そう考えると、今でもとっても強いはずのエリカさんが自分のことを弱いって言うのも、やっぱり悠生とエリカさんは〝似た者同士〟なんだなって感じて少し面白かった。でもね――――!?
「でもそれでなんで僕のとこに来ちゃうの……!? 何か間違ってない!?」
だってね!?
僕はもう二十五歳の立派な大人で、エリカさんはまだ十六歳。正直、僕はこうしてエリカさんが遊びに来てくれるのは凄く嬉しいけど……やっぱりそういうのって色々とマズいよね……!?
「そんなことありませんっ……! 私……小貫さんのことをより理解し、観察することで、小貫さんの強さを習得したいのです……! 先日もそう言いましたよねっ?」
「ええええええええッ!? どういう理論なのそれえええええっ!? で、でもそれなら、ゆうせ――――」
それなら僕じゃなくて、〝悠生でも〟――――って……そう言いかけた僕はギリギリでその言葉を呑み込んだ。
危ない……っ!
そんなの当たり前だ、駄目に決まってるよ。
前にエリカさんは、悠生のことはもう大丈夫って言ってたけど……多分、本当はまだそんなことないと思う。

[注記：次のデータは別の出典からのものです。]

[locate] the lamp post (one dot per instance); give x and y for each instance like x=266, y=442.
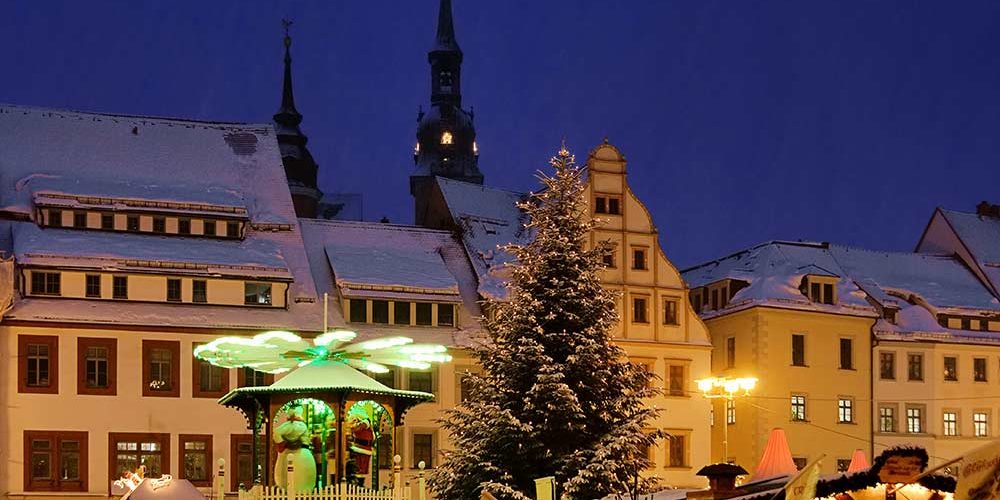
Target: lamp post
x=727, y=389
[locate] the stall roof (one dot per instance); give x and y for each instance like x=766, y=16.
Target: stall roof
x=325, y=376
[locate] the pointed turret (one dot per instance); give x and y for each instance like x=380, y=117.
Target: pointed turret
x=446, y=137
x=446, y=29
x=300, y=167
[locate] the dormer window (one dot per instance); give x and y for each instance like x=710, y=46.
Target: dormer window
x=604, y=204
x=445, y=81
x=820, y=289
x=257, y=294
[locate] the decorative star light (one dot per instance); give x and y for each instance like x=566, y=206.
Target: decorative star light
x=280, y=351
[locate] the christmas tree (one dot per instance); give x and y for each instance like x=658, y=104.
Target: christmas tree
x=556, y=396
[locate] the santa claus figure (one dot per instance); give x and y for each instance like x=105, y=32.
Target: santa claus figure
x=293, y=438
x=361, y=446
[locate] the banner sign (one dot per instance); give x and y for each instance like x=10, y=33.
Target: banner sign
x=979, y=477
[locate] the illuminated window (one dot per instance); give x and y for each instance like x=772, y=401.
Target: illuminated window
x=639, y=259
x=979, y=369
x=915, y=367
x=196, y=458
x=798, y=350
x=80, y=219
x=670, y=312
x=199, y=291
x=799, y=408
x=887, y=419
x=639, y=310
x=173, y=290
x=845, y=411
x=950, y=368
x=423, y=450
x=257, y=294
x=119, y=287
x=887, y=365
x=980, y=424
x=45, y=283
x=730, y=352
x=57, y=460
x=914, y=419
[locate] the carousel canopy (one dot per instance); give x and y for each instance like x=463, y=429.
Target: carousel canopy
x=325, y=376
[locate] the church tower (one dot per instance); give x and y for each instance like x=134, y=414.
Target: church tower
x=300, y=167
x=446, y=138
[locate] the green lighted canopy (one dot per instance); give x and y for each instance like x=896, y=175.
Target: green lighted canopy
x=281, y=351
x=325, y=376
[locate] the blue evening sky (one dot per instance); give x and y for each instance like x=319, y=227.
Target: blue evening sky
x=843, y=121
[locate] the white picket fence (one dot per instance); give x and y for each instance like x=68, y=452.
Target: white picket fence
x=340, y=491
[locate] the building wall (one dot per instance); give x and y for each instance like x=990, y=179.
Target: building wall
x=763, y=341
x=934, y=396
x=153, y=287
x=657, y=342
x=98, y=415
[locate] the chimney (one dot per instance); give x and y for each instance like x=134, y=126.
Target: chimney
x=986, y=209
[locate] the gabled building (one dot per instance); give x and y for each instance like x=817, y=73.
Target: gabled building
x=853, y=349
x=659, y=328
x=446, y=137
x=127, y=255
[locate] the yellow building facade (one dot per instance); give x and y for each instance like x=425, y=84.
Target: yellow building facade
x=854, y=349
x=658, y=329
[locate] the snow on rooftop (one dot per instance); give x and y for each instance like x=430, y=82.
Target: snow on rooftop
x=410, y=259
x=227, y=165
x=139, y=157
x=389, y=264
x=76, y=248
x=490, y=219
x=774, y=270
x=981, y=234
x=943, y=281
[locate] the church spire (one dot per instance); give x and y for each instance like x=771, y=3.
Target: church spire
x=446, y=29
x=287, y=114
x=446, y=137
x=300, y=167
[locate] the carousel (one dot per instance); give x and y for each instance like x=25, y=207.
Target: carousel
x=331, y=420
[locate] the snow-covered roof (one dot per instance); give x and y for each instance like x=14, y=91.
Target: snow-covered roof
x=981, y=236
x=140, y=157
x=919, y=285
x=489, y=219
x=391, y=261
x=223, y=168
x=774, y=272
x=943, y=281
x=76, y=249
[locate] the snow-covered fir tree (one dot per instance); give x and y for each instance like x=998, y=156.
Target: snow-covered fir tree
x=556, y=396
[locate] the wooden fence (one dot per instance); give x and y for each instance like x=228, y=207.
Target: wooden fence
x=399, y=491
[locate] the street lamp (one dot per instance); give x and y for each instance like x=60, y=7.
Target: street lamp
x=728, y=389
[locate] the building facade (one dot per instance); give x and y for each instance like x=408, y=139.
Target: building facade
x=658, y=329
x=854, y=349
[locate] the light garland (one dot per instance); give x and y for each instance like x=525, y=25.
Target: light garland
x=281, y=351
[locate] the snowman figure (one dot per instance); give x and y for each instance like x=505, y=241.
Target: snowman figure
x=293, y=438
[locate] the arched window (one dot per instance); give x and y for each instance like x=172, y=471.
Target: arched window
x=445, y=81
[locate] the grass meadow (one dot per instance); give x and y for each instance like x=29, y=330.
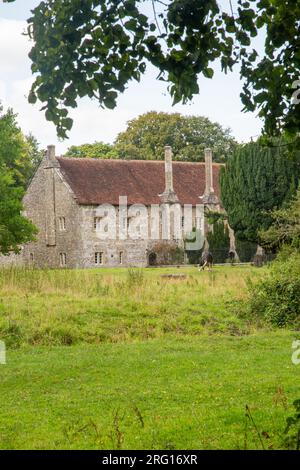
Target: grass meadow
x=130, y=359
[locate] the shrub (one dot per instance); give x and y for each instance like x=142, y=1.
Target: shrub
x=219, y=242
x=276, y=297
x=246, y=250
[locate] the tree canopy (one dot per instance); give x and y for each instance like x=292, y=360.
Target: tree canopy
x=95, y=150
x=18, y=153
x=16, y=168
x=95, y=47
x=285, y=227
x=255, y=181
x=147, y=135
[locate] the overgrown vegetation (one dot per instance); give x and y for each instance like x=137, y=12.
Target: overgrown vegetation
x=255, y=181
x=46, y=307
x=276, y=297
x=219, y=241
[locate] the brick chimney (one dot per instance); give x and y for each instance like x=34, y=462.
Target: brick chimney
x=169, y=195
x=209, y=185
x=209, y=196
x=49, y=203
x=51, y=159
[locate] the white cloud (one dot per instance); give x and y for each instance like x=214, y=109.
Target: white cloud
x=218, y=99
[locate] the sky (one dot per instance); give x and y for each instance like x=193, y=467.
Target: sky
x=218, y=98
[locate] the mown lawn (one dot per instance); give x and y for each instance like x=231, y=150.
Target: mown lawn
x=187, y=393
x=119, y=376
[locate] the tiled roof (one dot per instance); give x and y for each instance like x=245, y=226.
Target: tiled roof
x=98, y=181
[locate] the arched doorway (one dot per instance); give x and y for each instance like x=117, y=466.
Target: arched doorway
x=152, y=259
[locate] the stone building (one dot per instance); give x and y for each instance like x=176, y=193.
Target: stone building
x=83, y=223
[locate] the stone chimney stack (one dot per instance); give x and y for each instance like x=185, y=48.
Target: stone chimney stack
x=209, y=185
x=209, y=197
x=169, y=194
x=49, y=203
x=51, y=159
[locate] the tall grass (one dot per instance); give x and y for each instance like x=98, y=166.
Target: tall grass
x=66, y=307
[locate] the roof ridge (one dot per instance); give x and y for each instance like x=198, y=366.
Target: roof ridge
x=119, y=160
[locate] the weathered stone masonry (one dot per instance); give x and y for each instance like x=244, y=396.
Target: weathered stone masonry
x=64, y=195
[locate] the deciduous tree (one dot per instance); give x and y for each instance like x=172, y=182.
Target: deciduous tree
x=95, y=47
x=256, y=180
x=147, y=135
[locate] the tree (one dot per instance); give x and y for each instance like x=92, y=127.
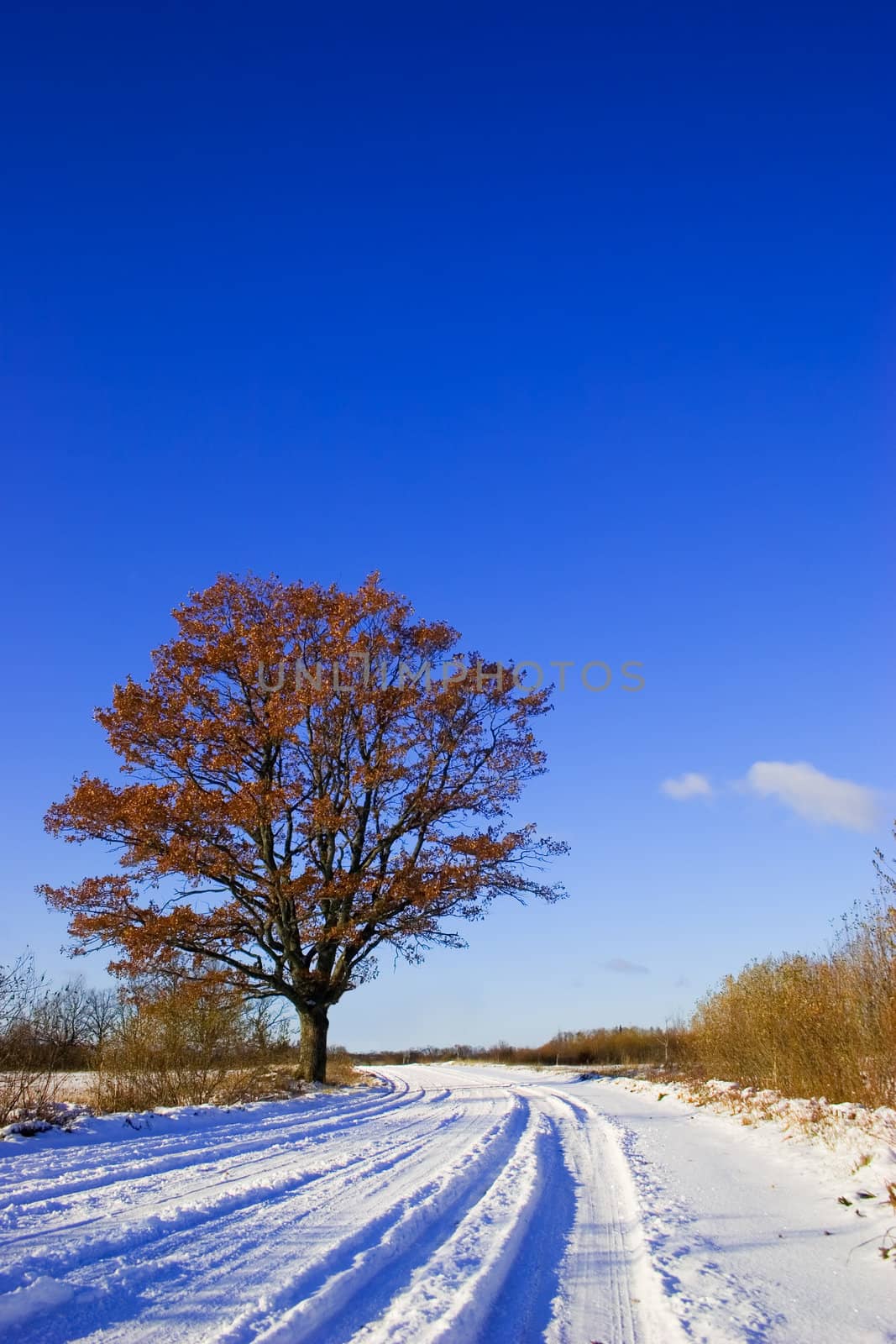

恋愛感情がどうこうじゃなくて……やっぱり人の心って、そんなにすぐに切り替えられる物じゃないだろうから。
エリカさんも自分でそう分かってるからこそ……悠生が今度こそちゃんとエリカさんと向き合おうとしているように、エリカさんもこうして悠生じゃなくて僕を頼ってきてくれたのかもしれない。
なら、そんな彼女を追い返したり、それどころか〝悠生でも良いんじゃ〟なんて、絶対に言っちゃダメだ――――!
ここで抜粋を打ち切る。